Чем меня так притягивают глаза этого старика? Карие, небольшие, немного слезятся. Как будто иголками протыкают. Я его точно где-то видел, но очень давно. Обязательно надо будет вспомнить - как только освобожусь немножко по работе и появится свободное время.

Сегодня удивительно красивый закат. Одновременно золотистый и оранжевый. Особенно потрясающие блики - на перламутровой чашечке в серванте. Не буду включать свет до того, как окончательно сядет солнце. Или даже сходить прогуляться?

Кажется, у меня начал портиться почерк.

1 июля

Юркины ребята отказываются работать со стариком. Вернули задаток. Ничего не объясняя. С этим надо что-то делать!

5 июля

Объяснить шефу причины задержки подписания договора. Предоставить А.П. необходимые документы. Поздравить Людмилку с днем рождения. Прекратить поиски новой домработницы (пока что справляюсь).

СТАРИК:

Сам сходил по тому адресу, который раздобыли ребята. Глухо. Если там кто и живет - так только привидения. Стоял с биноклем в подъезде пятиэтажки напротив. В дом никто не заходил и оттуда не выходил. Свет ни в одном окне не загорался. Подошел к этой лачуге, убедился, что двери заперты (по-моему, даже заколочены изнутри). Окна закрашены. Выбить стекло не решился. Плюнул и ушел домой.

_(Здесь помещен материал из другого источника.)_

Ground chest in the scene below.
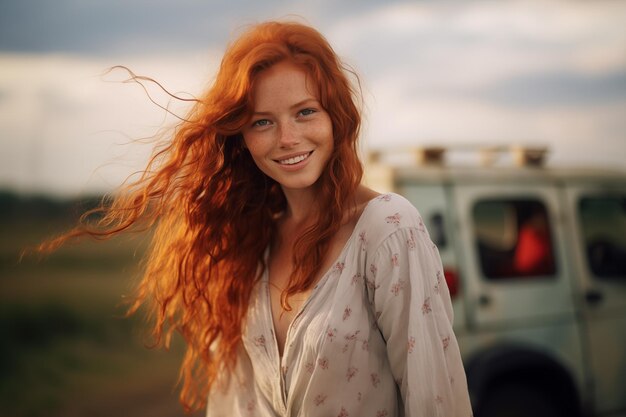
[268,223,352,355]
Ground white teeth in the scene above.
[278,152,311,165]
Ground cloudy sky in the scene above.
[0,0,626,195]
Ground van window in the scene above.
[473,199,556,279]
[578,196,626,278]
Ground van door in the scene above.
[454,183,574,326]
[566,184,626,414]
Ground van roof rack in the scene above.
[369,144,548,167]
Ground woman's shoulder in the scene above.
[359,193,425,249]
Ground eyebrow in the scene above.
[252,97,318,116]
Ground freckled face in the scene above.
[242,62,333,190]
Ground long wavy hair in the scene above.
[45,22,363,410]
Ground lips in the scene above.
[276,151,313,165]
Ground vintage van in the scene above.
[366,147,626,417]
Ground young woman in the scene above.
[52,22,471,417]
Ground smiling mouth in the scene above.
[276,151,313,165]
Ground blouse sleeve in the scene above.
[368,227,472,417]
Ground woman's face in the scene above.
[242,62,333,190]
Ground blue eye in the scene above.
[252,119,270,127]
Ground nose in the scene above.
[278,123,300,148]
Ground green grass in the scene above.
[0,214,200,417]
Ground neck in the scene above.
[283,187,319,223]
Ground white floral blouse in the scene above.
[207,194,472,417]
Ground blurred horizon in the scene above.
[0,0,626,197]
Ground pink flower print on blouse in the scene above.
[313,394,328,407]
[433,271,442,294]
[370,374,380,388]
[346,366,359,382]
[359,231,367,250]
[406,336,415,353]
[391,253,400,267]
[417,217,426,232]
[441,336,450,350]
[391,279,404,296]
[370,264,378,278]
[343,306,352,321]
[365,278,380,291]
[246,400,256,413]
[406,230,416,250]
[333,262,346,273]
[326,327,337,342]
[422,297,433,314]
[385,213,402,226]
[341,330,361,353]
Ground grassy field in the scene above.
[0,199,201,417]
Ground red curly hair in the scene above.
[42,22,363,410]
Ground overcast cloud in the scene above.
[0,0,626,194]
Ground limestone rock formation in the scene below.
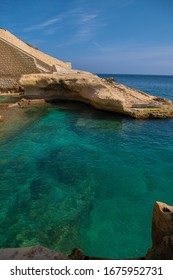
[20,70,173,118]
[146,202,173,260]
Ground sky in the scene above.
[0,0,173,75]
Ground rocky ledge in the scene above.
[19,70,173,118]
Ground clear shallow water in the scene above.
[0,75,173,258]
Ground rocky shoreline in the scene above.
[0,70,173,120]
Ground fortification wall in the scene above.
[0,39,41,76]
[0,28,71,69]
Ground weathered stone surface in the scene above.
[146,235,173,260]
[19,70,173,118]
[0,246,69,260]
[146,202,173,260]
[152,202,173,246]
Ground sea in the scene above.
[0,74,173,259]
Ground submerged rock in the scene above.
[146,202,173,260]
[20,70,173,118]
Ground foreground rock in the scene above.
[146,202,173,260]
[19,70,173,118]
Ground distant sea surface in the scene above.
[0,74,173,258]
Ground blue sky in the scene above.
[0,0,173,75]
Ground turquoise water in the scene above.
[0,75,173,258]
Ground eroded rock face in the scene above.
[146,202,173,260]
[20,70,173,118]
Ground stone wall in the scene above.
[0,40,41,76]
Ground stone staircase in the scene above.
[0,40,42,76]
[0,28,71,75]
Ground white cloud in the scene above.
[24,17,61,31]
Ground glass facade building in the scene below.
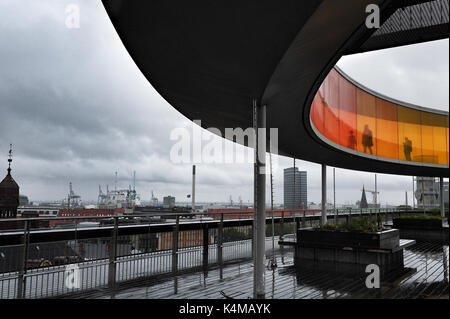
[310,69,449,166]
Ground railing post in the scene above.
[16,220,30,299]
[203,224,209,270]
[302,209,306,227]
[172,216,180,274]
[108,216,119,289]
[217,213,223,266]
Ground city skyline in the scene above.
[0,1,448,205]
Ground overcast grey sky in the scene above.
[0,0,449,204]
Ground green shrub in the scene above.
[315,216,383,233]
[395,215,443,220]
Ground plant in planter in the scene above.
[314,216,383,233]
[393,215,444,229]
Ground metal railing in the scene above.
[0,209,440,299]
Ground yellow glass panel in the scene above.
[420,112,438,164]
[356,89,377,155]
[375,98,398,159]
[398,105,422,162]
[422,112,448,165]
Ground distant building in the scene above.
[359,186,369,208]
[19,195,30,206]
[284,167,308,209]
[414,177,440,208]
[163,196,175,208]
[444,182,448,204]
[0,150,19,220]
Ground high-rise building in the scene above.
[414,177,445,208]
[284,167,308,209]
[359,186,369,208]
[163,196,175,208]
[444,182,448,204]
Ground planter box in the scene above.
[295,228,408,278]
[297,228,400,250]
[392,218,442,230]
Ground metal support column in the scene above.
[321,164,327,225]
[203,224,209,271]
[333,167,337,224]
[253,100,266,299]
[172,216,180,274]
[191,165,195,212]
[16,220,30,299]
[439,176,445,218]
[217,213,223,266]
[108,217,119,289]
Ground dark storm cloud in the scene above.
[0,0,448,203]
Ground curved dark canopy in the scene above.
[103,0,448,176]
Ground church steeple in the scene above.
[8,144,12,175]
[0,144,19,218]
[359,185,369,208]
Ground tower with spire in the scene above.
[0,144,19,218]
[359,185,369,208]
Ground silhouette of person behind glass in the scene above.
[362,125,373,154]
[403,136,412,161]
[347,130,356,150]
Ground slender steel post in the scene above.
[108,216,119,289]
[203,224,209,270]
[333,167,337,224]
[374,174,378,208]
[422,177,425,215]
[16,220,30,299]
[217,213,223,266]
[321,164,327,225]
[172,216,180,274]
[191,165,195,212]
[439,176,445,218]
[253,100,266,299]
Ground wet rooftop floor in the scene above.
[68,242,449,299]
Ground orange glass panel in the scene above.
[339,76,357,150]
[323,69,339,143]
[356,88,377,155]
[420,112,438,163]
[421,112,448,165]
[311,69,449,165]
[398,105,422,162]
[375,98,398,159]
[311,93,323,133]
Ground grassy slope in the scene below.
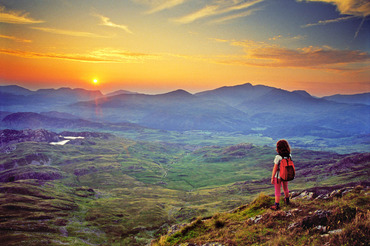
[0,135,369,245]
[152,187,370,246]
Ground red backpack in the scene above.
[279,157,295,181]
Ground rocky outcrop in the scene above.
[0,129,60,148]
[59,131,114,139]
[0,165,67,182]
[0,153,51,171]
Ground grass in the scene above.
[152,187,370,246]
[0,133,369,245]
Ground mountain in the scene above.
[70,90,254,131]
[323,92,370,105]
[0,85,33,96]
[151,183,370,246]
[1,112,145,131]
[0,83,370,142]
[195,83,274,106]
[0,130,370,246]
[0,86,103,112]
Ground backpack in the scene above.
[279,157,295,181]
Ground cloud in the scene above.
[93,14,133,34]
[0,34,32,43]
[214,40,370,70]
[302,16,355,27]
[211,8,261,23]
[297,0,370,17]
[174,0,264,24]
[31,27,107,38]
[269,35,305,41]
[0,6,45,24]
[0,48,160,63]
[147,0,186,14]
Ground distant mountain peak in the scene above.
[158,89,193,97]
[292,90,312,97]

Сегодня на улице не выдержал - схватил старика за грудки и потребовал объяснений. До сих пор стыдно. Дедуля стоит как пень, молчит и смотрит немигающими глазами. Кто-то из прохожих хотел вызвать милицию. Плюнул и пошел на работу. Может быть, он правда сумасшедший?

Вечером нарвал для Людмилки тюльпанов на городской клумбе. Почему не купил? Самому непонятно. Стоят в старом графине и пахнут на всю квартиру.

Хочется перед сном перечитать Гумилева.

7 июля

Извиниться перед шефом за ошибки в документации.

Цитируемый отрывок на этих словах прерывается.